In California and other states, judges have the option of allowing violators to attend traffic violator schools in exchange for having citations dismissed. No points are assessed and the violation is removed from the driver's public record. In the California program, points for a second violation also may be removed by attending traffic school but, this time, the dismissal appears on the driver's record.
California drivers who accumulate 4 points in 1 year are deemed "negligent operators" subject to license control actions. People who complete traffic school are able to avoid about 15,000 license suspension/probation actions and about 6,000 probation violator sanctions each year in California.
Dismissals shield high-risk drivers
These courses are growing more popular, the author says. During 2005, 1.2 million California drivers attended traffic school, up 31 percent from 939,719 in 1996. In turn, courts are granting more traffic school dismissals, a move the report calls "unsettling in light of the strong evidence from prior DMV studies that the citation dismissal policy has a negative traffic safety impact."
Traffic school dismissals mask high-risk drivers, allowing them to sidestep penalties that normally would be deterrents, including license suspensions and revocations and higher insurance premiums. "Avoiding increased insurance premiums is one of the primary reasons violators choose the TVS [traffic violator school] option," the report notes. As a result, other people are exposed to these high-risk drivers and "may be subject to higher premiums to compensate for the TVS drivers' lower insurance rates."
The study compares 2 groups of drivers who received traffic citations during 2000-01. The traffic school group consisted of drivers who received dismissals, and the conviction group included drivers with 1-point moving violations. Prior to the violations, the traffic school drivers had characteristics associated with a lower crash risk than the convicted drivers — they were slightly older, more likely to be women and to drive commercially, and had better driving records during the previous 2 years.
Despite their lower initial crash risk, traffic school drivers had a subsequent crash rate that was about 5 percent higher than that of convicted drivers during the year following the citation. When the traffic school drivers' lower initial crash risk was considered, their crash rate was estimated to be about 10 percent higher than it would have been without the dismissal.
More crashes and millions in economic losses
About 12,300 crashes each year occur because of the 1.2 million drivers who receive traffic school citation dismissals, the report estimates. The author pegged annual economic losses associated with these crashes at $398 million.
""Any educational benefit from TVS instruction is not enough to offset the negative traffic safety impact of avoiding [negligent operator treatment system] interventions made possible by the citation dismissal policy," the report states.
Revamping rules to prevent abuse
The author recommends assigning negligent operator points to all traffic school dismissals and unmasking the original traffic school dismissal if a driver receives a second dismissal or traffic conviction within 18 months of the first incident.

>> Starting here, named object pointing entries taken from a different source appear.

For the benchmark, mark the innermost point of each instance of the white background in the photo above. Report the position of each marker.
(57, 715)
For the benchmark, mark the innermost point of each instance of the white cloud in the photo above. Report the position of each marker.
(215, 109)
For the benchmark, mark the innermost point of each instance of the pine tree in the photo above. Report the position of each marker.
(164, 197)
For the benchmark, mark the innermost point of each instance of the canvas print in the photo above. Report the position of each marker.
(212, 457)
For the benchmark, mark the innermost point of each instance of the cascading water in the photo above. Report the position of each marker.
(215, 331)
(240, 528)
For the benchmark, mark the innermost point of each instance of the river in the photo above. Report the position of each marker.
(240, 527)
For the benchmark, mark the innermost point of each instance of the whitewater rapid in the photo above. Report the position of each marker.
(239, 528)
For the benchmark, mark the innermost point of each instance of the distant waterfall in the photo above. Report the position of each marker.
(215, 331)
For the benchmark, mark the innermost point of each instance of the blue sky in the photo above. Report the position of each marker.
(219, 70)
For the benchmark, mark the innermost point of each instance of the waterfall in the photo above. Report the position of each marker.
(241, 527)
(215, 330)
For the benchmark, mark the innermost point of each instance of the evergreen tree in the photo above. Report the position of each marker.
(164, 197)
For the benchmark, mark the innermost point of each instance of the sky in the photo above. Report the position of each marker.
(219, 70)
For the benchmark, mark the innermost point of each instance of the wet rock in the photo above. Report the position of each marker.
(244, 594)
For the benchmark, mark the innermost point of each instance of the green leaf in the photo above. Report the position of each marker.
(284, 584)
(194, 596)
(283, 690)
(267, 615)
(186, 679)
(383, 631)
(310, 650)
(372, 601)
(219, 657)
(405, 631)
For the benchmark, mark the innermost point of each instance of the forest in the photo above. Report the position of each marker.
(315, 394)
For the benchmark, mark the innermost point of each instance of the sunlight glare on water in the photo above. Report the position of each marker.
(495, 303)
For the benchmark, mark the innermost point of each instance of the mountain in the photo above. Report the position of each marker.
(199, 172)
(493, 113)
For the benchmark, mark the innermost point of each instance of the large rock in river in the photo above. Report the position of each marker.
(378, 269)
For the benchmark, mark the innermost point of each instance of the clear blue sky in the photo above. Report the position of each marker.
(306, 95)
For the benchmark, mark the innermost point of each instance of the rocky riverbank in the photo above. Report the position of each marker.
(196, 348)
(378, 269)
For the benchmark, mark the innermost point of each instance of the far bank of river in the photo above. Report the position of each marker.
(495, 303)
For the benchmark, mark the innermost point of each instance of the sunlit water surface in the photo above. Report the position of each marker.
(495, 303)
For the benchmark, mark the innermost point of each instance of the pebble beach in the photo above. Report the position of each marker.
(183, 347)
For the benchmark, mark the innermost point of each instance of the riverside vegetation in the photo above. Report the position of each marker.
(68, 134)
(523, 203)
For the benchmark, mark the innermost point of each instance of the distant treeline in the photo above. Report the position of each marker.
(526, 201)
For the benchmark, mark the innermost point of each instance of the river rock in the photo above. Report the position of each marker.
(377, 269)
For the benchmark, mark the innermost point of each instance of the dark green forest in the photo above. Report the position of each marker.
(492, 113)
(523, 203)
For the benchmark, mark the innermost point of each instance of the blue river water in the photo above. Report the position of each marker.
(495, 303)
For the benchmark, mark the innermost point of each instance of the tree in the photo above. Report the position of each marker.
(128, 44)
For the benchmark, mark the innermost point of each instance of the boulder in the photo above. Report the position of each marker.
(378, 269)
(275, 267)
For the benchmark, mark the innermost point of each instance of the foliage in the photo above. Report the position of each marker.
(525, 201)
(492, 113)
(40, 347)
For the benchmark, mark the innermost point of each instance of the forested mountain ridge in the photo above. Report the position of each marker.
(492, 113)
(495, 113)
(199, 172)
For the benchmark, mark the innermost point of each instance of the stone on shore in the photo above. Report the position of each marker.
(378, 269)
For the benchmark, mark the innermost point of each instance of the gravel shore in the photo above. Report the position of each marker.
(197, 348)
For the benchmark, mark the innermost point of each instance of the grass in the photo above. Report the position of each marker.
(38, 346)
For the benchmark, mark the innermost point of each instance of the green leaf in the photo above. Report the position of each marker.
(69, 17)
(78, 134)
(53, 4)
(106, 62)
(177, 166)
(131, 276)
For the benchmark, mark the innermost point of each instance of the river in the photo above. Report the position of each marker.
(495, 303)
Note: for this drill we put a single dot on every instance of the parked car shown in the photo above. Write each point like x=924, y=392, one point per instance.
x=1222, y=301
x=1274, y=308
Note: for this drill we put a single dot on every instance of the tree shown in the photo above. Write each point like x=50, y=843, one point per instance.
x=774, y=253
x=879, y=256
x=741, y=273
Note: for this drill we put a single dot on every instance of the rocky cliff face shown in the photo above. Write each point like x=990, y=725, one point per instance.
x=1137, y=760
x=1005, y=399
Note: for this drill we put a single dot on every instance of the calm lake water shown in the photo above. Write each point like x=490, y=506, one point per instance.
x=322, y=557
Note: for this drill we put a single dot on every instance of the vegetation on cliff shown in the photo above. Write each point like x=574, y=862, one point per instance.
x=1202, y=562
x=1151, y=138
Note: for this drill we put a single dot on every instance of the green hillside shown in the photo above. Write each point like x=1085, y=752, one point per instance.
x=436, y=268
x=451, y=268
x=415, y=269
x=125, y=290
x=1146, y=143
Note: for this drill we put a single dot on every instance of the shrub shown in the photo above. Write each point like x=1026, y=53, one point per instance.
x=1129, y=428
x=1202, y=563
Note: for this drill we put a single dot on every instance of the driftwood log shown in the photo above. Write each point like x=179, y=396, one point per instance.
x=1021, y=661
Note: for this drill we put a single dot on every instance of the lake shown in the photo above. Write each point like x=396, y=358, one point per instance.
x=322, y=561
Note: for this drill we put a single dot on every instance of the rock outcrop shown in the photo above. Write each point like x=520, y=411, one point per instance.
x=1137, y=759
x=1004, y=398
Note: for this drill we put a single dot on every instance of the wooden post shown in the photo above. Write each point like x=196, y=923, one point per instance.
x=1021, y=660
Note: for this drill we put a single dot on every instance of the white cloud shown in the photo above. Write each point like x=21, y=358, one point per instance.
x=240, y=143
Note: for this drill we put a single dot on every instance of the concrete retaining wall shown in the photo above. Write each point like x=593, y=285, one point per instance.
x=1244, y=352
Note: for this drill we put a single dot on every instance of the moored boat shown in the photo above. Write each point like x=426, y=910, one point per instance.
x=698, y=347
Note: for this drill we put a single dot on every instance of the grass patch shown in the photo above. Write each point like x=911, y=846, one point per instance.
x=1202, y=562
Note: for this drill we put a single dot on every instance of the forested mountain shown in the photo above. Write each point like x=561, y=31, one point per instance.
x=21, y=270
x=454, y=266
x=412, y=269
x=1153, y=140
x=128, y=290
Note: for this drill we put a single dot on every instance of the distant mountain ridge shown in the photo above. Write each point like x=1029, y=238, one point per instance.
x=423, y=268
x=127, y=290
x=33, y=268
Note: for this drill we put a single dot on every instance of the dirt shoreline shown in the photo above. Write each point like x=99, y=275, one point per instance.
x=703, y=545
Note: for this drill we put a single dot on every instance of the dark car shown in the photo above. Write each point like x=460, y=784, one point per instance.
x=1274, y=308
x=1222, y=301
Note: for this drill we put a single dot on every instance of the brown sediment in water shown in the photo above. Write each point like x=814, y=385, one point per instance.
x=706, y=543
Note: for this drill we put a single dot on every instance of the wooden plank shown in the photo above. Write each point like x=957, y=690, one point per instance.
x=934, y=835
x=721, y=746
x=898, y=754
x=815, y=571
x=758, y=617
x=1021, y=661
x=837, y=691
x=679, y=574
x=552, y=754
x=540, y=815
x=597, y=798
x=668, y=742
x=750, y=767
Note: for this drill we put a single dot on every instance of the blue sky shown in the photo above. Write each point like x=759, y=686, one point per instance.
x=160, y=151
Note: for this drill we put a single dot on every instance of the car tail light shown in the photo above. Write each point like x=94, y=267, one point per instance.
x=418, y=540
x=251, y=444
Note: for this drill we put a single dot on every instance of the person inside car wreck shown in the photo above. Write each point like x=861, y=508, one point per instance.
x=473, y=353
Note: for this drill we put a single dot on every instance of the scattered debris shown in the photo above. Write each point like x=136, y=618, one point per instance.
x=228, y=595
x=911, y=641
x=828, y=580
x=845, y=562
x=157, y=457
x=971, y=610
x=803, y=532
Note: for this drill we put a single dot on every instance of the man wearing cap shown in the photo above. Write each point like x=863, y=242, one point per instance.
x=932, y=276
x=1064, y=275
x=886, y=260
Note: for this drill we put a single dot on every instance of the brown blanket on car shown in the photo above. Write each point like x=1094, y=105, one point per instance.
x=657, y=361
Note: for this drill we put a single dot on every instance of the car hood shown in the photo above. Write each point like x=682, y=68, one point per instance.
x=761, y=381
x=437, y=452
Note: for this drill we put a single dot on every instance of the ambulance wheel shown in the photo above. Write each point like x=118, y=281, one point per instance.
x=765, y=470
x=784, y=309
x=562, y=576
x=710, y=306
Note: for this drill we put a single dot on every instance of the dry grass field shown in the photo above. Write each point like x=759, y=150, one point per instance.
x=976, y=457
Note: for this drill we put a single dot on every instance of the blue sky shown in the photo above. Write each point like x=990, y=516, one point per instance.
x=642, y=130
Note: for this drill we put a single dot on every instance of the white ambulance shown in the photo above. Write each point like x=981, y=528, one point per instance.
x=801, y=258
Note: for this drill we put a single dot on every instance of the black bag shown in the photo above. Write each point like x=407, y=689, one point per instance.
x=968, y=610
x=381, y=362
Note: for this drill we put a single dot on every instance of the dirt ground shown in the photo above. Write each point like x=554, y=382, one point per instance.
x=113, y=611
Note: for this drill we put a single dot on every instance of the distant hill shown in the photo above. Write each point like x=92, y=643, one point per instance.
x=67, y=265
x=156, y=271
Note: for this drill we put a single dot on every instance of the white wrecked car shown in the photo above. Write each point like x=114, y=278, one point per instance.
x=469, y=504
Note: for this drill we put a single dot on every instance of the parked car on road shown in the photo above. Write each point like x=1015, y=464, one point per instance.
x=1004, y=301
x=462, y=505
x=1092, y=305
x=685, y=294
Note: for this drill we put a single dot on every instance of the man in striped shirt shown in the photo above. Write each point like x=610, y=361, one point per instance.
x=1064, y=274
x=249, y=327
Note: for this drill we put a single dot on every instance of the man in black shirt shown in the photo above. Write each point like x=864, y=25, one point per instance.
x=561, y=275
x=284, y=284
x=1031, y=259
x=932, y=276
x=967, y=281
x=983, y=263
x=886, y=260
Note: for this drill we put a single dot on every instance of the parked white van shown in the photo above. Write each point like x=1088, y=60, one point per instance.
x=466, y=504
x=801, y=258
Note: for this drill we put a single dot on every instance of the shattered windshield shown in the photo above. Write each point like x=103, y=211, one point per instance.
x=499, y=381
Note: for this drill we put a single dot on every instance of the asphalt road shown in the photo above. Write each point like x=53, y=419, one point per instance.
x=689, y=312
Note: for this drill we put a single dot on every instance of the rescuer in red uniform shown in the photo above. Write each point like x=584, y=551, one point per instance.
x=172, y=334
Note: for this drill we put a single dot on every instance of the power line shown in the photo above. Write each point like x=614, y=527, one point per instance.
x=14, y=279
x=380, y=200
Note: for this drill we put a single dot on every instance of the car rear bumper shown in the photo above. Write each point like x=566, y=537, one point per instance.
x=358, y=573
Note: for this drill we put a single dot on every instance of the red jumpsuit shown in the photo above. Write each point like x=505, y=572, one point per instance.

Traffic school attendance would hinge on a driver's having a clean driving record 2 years prior to the conviction. The report also says courts should be barred from using traffic violator school to dismiss more than 1 citation within any 18-month period, as well as major violations.
The study corroborates 3 previous California DMV reports indicating that traffic schools don't reduce the risk of future crashes (see Advisory No. 7, January 1990, and Advisory No. 10, August 1992). California DMV studies in 1993, 1999, and 2003 found that traffic school dismissals combined with other risk factors increase the likelihood of a crash among traffic school drivers beyond that of drivers deemed negligent operators.
For further information, see "A Traffic Safety Evaluation of California's Traffic Violator School Citation Dismissal Policy" by Michael A. Gebers, California Department of Motor Vehicles, Research and Development Branch, April 2007.